Descriptive chapter

3.5K 76 4
                                    




Szła, a jej serce wyskakiwało z jej klatki piersiowej, ręce drżały, a nogi chyba zaczynały odmawiać posłuszeństwa. Dużo osób odwracało się na jej widok, szeptało lub witali się. Ona tylko lekko uśmiechała się i kiwała głową. Nie zdziwiła się, że jej widok sprawił poruszenie bo uzdrowicieli raczej nie spotyka się za często w murach ministerstwa. Ona jednak miała sprawę do załatwienia i to z pewnym aurorem. Kierując się w stronę stołówki gdzie pracownicy ministerstwa mogli zamówić sobie posiłki lub spędzić przerwę. Dziękowała Zabiniemu, że postanowił wstawić na swoją insta relacje zdjęcie swojego śniadania i fragmentu ręki swojego towarzysza. Ona doskonale wiedziała, że tym towarzyszem jest ten auror z którym musi przeprowadzić dosyć ciężką rozmowę. Nawet nie wiedziała kiedy znalazła się już na stołówce. Nie mając już nic do stracenia zaczęła poszukiwania odpowiedniego stolika. Ta czynność również nie zajęła jej tyle co się spodziewała, ale ciężko pominąć taki kolor włosów.

*

Znudzony już po ciągłym narzekaniu przyjaciela mieszał różdżką nad swoją kawą, gdy coś go podkusiło by podnieść wzrok. Wtedy ją zobaczył. Już wiedział, że ten dzień nie będzie nudny, odważne było przyjście do ministerstwa bo wiadome było, że to tu pracuje najwięcej czarodziei. Wtedy podeszła do ich stolika.

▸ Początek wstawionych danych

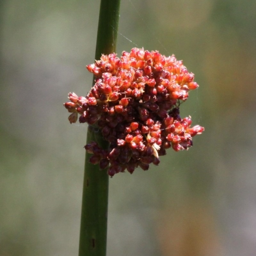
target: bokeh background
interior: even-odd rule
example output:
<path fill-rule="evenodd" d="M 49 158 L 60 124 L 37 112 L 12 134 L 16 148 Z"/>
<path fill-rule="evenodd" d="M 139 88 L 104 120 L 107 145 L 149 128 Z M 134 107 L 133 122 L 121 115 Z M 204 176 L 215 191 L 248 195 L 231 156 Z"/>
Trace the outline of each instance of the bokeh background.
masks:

- Yyy, cześć.. - powiedziała cicho była już Gryfonka.

Draco gdy tylko usłyszał jej głos skrzywił się lekko na myśl o rozmowie, która ich czeka.

- Jeśli chcesz obejść to bez jeszcze większych plotek, to gratuluje pomysłu, żeby tu przyjść. - odpowiedział.

- Ekhm, myślę, że lepiej będzie jak zwiniecie stąd swoje dupska i udacie się chociażby do twojego gabinetu, Smoku. - wtrącił Blaise.

- Niech będzie. - Mruknął Draco

*

Przepuścił ją w drzwiach po czym zajął fotel za wielkim dębowym biurkiem na którym leżały stosy papierów, teczek i grubych ksiąg.

- Usiądź. - Powiedział wskazując na fotel po drugiej stronie biurka.

- Draco, przepraszam ale to co wydarzyło się na Balii stało się za szybko. Gdyby nie Pansy szczerze nie wiem co bym zrobiła. Ostatnio się nienawidziliśmy, a teraz lądujemy razem w łóżku. Dla mnie to za szybko. Nie jest to dla mnie łatwe, przez to co działo się gdy mieszkałam z Ronem. Przepraszam - Gdy skończyła mówić łzy automatycznie zaczęły spływać po jej twarzy.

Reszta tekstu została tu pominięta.